Autor dieses Beitrags

Hanspeter Stüven

Haupttext

In unserem grossen Dorf gab es 1944 noch eine Volksschule. In unserer Klasse hatten sich fünf Kameraden zu einer Freundesgruppe zusammengefunden: Vier Jungs und ein Mädchen Sie hiess Katharina, Rina, wie wir sie liebevoll nannten, spielte nicht mit Puppen, hasste Kleider und rosa Schleifen imm Haar. Rina war das einzige Kind und die Tochter des größten Bauern im Dorf und der weiteren Umgebung. Dieser Bauer, war ein übler Volksgenosse:  großspurig, immer schlechter Laune, anmassend mit lautem Organ und ekelig im Umgang mit so gut wie allen Menschen, überaus geizig, aber gierig. Er war im Gemeinderat vertreten, hatte einen führenden Posten im Bauernverband, Parteimitglied sowieso.

Seine Tochter mochte er nicht, wir sie aber um so mehr, weshalb sie unsere Anführerin war.

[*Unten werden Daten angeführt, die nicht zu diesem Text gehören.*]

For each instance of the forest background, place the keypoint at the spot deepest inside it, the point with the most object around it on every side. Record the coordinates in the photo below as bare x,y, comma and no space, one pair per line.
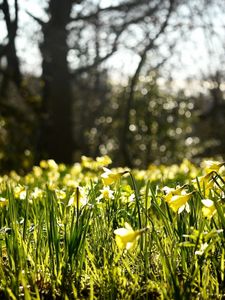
142,81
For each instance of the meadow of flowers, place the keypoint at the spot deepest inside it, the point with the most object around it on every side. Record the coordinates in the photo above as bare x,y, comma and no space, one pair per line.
93,232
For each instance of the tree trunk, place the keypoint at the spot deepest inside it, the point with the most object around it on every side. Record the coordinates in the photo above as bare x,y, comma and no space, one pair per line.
56,138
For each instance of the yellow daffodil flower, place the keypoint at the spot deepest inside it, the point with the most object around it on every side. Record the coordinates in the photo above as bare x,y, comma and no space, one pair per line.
106,193
126,237
212,165
109,177
3,202
208,209
205,183
78,197
177,199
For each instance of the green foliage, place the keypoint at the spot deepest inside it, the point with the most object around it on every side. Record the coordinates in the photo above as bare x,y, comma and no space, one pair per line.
57,235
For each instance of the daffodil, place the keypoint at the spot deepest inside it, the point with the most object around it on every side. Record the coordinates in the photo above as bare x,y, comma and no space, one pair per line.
208,209
106,193
126,237
212,166
177,199
205,183
78,198
109,177
3,202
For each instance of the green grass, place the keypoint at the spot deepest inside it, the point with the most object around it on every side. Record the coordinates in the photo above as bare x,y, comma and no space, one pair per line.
57,236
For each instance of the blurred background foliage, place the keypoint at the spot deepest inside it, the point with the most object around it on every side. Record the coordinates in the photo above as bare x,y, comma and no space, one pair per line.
74,106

Das Dorf nannte uns die „Hungerbande“, weil wir ständig Kompensationsgeschäfte tätigten. Wir tauschten Fahrraddynamos gegen Mettwurst. Brauchte jemand eine Fahrradkette, musste er in Naturalien bezahlen.

Viele Dinge konnten wir Fünf bei dubiosen Organisationstouren besorgen, nur keine Fressalien, wie wirf die raren Lebensmittel nannten.

Plötzlich, hiess es, gab es kein Salz mehr, doch die Hungerbande wusste eine Lösung: In der Küche des Marinelazaretts hatten sie genug Salz und bald darauf waren 20kg unser.

Auf dem Hof hatten wir, dank Rina, stets freien Zutritt. Zu den dort arbeitenden russischen Kriegsgefangenen hatten wir ein Bombenverhältnis. Wenn Ivan und Kasche melkten, zweigten sie uns drei Liter frische, fette, warme Milch ab, weil wir ihnen Heu und Stroh vom Boden holten oder Rüben schnetzelten oder die Schweine fütterten. Manchmal steckten sie uns ein „Stickchen Wurscht“ zu, wie sie die Mettwurst nannten und so werden die beiden unsere Freunde.

Kurz vor Weihnachten verrieten sie uns, dass der Bauer vier Schweine schlachten wolle. Am nächsten Tag drückten wir fünf uns an einem Seitenfenster, mit freiem Blick auf die Diele, platt.

Oh Mann, oh Mann, was waren das für riesige leckere Fleischberge, mit denen der mHerr Hausschlachter auf dem riesigen Tisch hantierte!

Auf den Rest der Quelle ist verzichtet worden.